1 CHU Limoges, Department of Pharmacology-Toxicology, France, and INSERM U850, Limoges, France
2 CHU Limoges, Department of Pharmacology-Toxicology, France
3 CHU Limoges, Department of Pharmacology-Toxicology, France, and Universite de Limoges, Faculty of Pharmacy, Laboratory of Toxicology, Limoges, France

* To whom correspondence should be addressed. E-mail: pierre.marquet{at}unilim.fr.

BACKGROUND: We observed cases of false-positive results with the use of liquid chromatography coupled with tandem mass spectrometry (LC-MS/MS). Different LC-MS/MS techniques that use the selected reaction–monitoring mode, routinely employed for the analysis and quantification of drugs and toxic compounds in biological matrices, were involved in the false-positive and potentially false-positive results obtained.
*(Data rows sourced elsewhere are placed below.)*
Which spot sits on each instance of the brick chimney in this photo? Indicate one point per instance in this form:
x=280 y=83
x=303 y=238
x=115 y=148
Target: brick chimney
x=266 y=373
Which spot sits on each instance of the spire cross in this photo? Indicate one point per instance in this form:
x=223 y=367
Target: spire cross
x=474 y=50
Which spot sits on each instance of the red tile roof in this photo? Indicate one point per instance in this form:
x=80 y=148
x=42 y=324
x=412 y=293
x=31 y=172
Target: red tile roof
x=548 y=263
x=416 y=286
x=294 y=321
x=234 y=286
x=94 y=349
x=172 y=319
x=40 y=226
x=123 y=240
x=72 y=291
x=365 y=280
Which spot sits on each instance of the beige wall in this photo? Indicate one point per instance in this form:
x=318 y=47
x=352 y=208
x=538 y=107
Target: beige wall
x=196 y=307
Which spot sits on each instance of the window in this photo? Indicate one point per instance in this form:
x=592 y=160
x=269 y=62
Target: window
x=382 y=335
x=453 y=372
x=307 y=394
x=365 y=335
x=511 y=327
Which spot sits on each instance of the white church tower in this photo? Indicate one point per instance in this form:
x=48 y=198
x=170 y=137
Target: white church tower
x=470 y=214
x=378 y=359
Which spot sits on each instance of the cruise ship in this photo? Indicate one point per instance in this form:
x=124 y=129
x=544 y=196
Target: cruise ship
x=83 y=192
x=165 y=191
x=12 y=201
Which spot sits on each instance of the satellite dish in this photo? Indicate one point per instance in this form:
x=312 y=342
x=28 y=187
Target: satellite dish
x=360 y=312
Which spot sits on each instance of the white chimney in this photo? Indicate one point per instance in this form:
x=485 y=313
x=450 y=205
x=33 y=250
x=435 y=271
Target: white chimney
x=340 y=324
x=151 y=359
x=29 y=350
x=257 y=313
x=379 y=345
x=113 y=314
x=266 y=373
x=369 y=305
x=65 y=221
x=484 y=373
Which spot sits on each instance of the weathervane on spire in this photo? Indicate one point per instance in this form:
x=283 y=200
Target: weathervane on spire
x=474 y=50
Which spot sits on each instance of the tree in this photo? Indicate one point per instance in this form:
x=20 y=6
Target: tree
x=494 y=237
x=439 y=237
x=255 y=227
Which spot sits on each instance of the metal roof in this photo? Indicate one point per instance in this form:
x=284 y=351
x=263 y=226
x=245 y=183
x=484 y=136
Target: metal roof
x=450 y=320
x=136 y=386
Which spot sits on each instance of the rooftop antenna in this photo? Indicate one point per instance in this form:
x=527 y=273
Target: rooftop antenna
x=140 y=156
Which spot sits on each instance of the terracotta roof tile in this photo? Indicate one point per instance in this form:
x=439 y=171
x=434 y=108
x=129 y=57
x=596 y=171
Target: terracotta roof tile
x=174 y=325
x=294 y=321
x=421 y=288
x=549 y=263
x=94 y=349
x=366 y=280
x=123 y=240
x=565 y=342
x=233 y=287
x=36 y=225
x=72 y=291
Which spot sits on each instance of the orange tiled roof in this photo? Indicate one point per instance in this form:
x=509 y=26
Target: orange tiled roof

We sought to analyze the causes of and solutions to this problem.

METHODS: We used a previously reported LC-MS/MS general unknown screening method to perform verification and identification of interfering compounds.

RESULTS: We observed that the cases involving false-positive results involved a metabolite of zolpidem that might have been mistaken for lysergic acid diethylamide, a benzoylecgonine that might have been mistaken for atropine or clomipramine, and 3 phenothiazines that share several common ion transitions.

CONCLUSIONS: To prevent problems such as those we experienced, we recommend the use of stable-isotope internal standards when possible, relative retention times, 2 transitions or more per compound when possible, and acceptable relative abundance ratios between transitions, with an experience-based tolerance of ±15% for transitions with a relative abundance >10%, with an extension to ±25% for transitions <10% when the concentration is at the limit of quantification. A powerful general unknown screening procedure can help to confirm suspected interferences. Our results indicate that the specificity of screening procedures is questionable for LC-MS/MS analyses performed in the selected reaction–monitoring mode and involving a large number of compounds with only 1 transition per compound.